Nel ruolo del Duca di Mantova, Valerio Borgioni ha interpretato il seducente e cinico personaggio con carisma, rivelando una tenerezza così spontanea nel suo duetto del primo atto con Gilda da far sembrare quasi giustificabile la sua eterna fiducia in lui. Borgioni, con la sua presenza scenica affascinante e il suo fraseggio elegante, ha dato vita a un Duca intrigante e sfuggente, capace di attrarre e allo stesso tempo respingere.
Anooshah Golesorkhi ha interpretato Rigoletto con notevole bravura, rendendo giustizia alla complessità di un personaggio tanto amato quanto tragico, una delle grandi sfide baritonali di Verdi. La sua interpretazione ha trovato un perfetto bilanciamento tra buffone caustico e padre affettuoso; la sua capacità di esprimere il dolore e la vulnerabilità di Rigoletto ha reso palpabile la maledizione che lo perseguita. La sua esecuzione di “Cortigiani, vil razza dannata” è stata carica di pathos e ha regalato al pubblico un vero climax emotivo.
I ruoli secondari sono stati tutti fortemente interessanti, con una menzione speciale per il furioso Monterone di Viktor Shevchenko. Il coro ha arricchito l'esperienza scenica con un suono vibrante e potente, supportando la narrazione con la loro versatilità e il loro impegno, sotto la direzione del Maestro del coro Luigi Petrozziello. La sopraffina direzione orchestrale di Jordi Bernàcer ha saputo cogliere le sfumature dell'opera.
Dal punto di vista visivo, la scenografia di Carlo Centolavigna e i costumi elaborati e dai colori audaci di Artemio Cabassi sono riusciti a trasportare gli spettatori nel mondo decadentista della corte mantovana, mentre l’illuminazione di Bruno Ciulli ha contribuito a creare atmosfere suggestive, accrescendo l’impatto drammatico delle varie scene.
Questa produzione di Rigoletto al Teatro Massimo di Catania ha risposto alle aspettative sia musicali sia drammatiche, regalando un'esperienza memorabile al pubblico. La direzione di Leo Nucci ha offerto un'interpretazione che valorizza i complessi legami emotivi dell'opera, rendendola accessibile e attuale.

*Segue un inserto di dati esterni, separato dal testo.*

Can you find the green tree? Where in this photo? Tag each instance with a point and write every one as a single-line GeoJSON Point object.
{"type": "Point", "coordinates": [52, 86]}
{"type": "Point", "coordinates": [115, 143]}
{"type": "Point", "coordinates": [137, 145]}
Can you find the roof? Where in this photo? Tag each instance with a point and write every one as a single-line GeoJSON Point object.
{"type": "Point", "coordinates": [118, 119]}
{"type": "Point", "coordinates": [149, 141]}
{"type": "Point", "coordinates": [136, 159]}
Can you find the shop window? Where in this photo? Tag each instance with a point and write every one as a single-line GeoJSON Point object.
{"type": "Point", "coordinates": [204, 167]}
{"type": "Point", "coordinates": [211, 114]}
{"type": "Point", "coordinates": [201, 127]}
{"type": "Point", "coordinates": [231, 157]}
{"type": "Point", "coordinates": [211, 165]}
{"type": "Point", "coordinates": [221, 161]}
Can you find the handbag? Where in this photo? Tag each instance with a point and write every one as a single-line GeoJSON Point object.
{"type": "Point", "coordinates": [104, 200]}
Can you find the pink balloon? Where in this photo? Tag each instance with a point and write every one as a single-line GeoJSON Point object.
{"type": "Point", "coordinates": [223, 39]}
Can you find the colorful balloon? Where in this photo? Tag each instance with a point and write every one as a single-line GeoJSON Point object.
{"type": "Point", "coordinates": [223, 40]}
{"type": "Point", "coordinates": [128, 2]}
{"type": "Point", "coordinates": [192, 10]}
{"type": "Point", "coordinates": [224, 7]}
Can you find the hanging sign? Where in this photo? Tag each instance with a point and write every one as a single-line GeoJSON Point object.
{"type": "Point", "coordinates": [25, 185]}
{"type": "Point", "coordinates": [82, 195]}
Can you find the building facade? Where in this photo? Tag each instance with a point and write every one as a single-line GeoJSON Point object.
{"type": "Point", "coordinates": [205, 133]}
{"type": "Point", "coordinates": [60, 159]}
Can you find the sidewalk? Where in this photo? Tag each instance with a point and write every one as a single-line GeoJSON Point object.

Gli applausi scroscianti e le ovazioni finali dimostrano che il pubblico ha accolto con entusiasmo questo viaggio nella tragedia di Verdi, e si può solo sperare che un tale livello di arte possa continuare a prosperare nelle future produzioni.
La presente recensione riguarda l'andata in scena con differenti interpreti del sabato 2 novembre 2024.